Martin Kaymer tells us what - and where - he wants to win next

Published:

After reaching world number one, Martin Kaymer decided to make a significant swing change. Two seasons of inconsistency followed, ended with aplomb in 2014 by a Players Championship and US Open double, the latter by a dominant eight-shot margin. Now 30, the German has put his swing troubles behind him and is ready to add to his two Majors – starting at St Andrews… 

Q. You lead from day one at Pinehurst last year… Is that a tough challenge?
In that situation you can only beat yourself. You have to deal with your own emotions, and you are the only one who can screw up the tournament. Jordan [Spieth]’s performance at the Masters was similar to mine at Pinehurst last year because he did not hold back. He got into the lead and kept going, and he did not play defensive golf. He kept going for the par-fives in two, and his putting was brilliant, so there was a similarity. No one could catch Jordan as long as he continued to play the same way, and it was the same for me at Pinehurst.

Q. What’s the secret to closing out a lead?
You can never really relax, no matter how big your lead. Whether you are playing strokes or match play, you need to play until the last shot. For example, my focus was slightly off when I played the 16th hole in that final round in the US Open and I three-putted. In those big moments in important tournaments, the smallest lack of concentration can make a huge difference. I learned that at Pinehurst. It was a mistake I don’t want to make again. 
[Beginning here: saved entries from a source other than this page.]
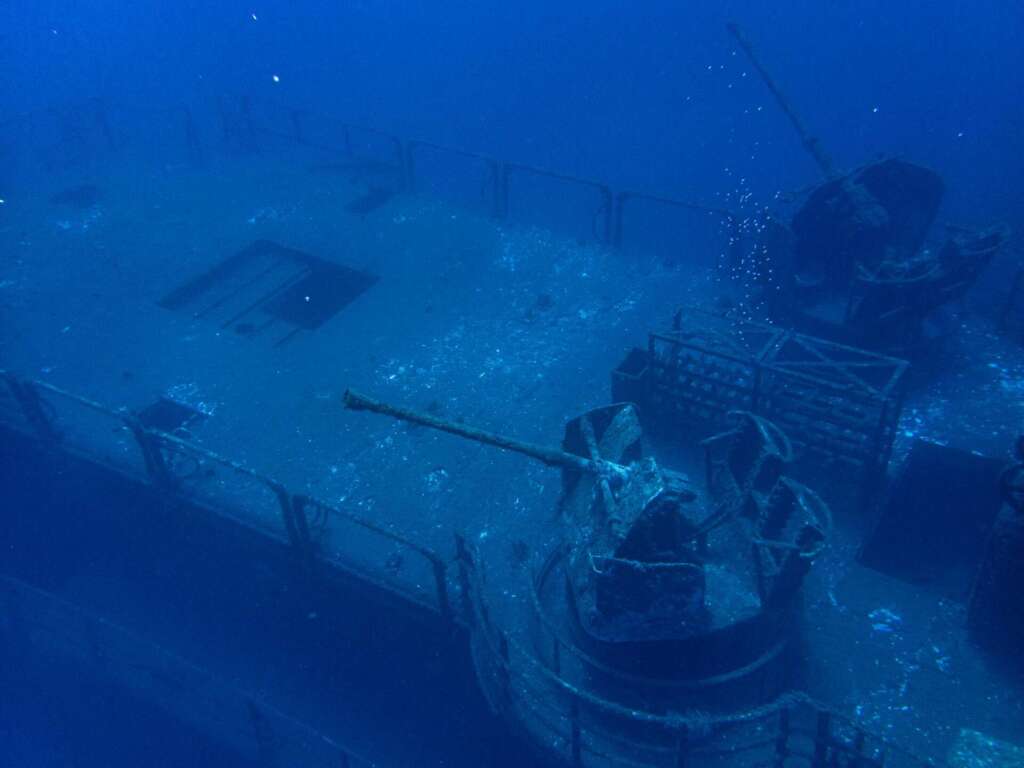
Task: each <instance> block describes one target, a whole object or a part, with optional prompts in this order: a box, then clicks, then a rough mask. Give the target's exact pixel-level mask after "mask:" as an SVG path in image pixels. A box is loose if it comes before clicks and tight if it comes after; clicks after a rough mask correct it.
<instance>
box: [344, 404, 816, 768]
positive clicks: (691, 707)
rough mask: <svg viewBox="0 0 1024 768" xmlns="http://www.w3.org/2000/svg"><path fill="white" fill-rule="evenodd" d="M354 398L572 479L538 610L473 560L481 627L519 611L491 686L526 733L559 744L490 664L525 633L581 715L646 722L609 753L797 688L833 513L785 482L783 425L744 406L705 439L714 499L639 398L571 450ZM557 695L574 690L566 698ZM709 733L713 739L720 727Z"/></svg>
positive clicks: (597, 422)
Q. Can you win the Open this year?
We will be playing one of the biggest tournaments in the world on my favourite golf course… I really thought I had a good chance to win that 2010 Open. In the end Louis [Oosthuizen] ran away with it but I had a good chance. A couple of months later I won the Alfred Dunhill there. The Open has always been the tournament I want to win the most. Hopefully I’ll give myself a chance.

Q. Bernhard Langer has been something of a mentor to you – what have you learned from him?
It probably has nothing to do with golf, but just how you express yourself and how you are as a person. You can learn from how calm he is and how much harmony there is around him. Bernhard always says, “You have to be happy off the golf course in order to be happy on the course”.

Q. Do you agree with some players that golf shouldn’t be in the Olympics? 
Winning Olympic Gold would be bigger than a Green Jacket or Claret Jug. If you win a Major, it’s only for yourself, your caddie, and the people close to you. But the Olympics are for all the other athletes and your country. Just to carry the German flag for that opening ceremony would be an unbelievable experience. And with golf, it’s the first one in 100 years, which makes it even more special. I’d love to be the first player to win an Olympic Gold in golf since it was reintroduced. 

Q. Are you looking to get back to the top of the rankings?
I’m not too caught up with being world number one anymore. For me, it’s about Majors – I want to win as many as possible. If that takes me back to world number one then fine, but right now Rory is the best player in the world and he deserves to be up there.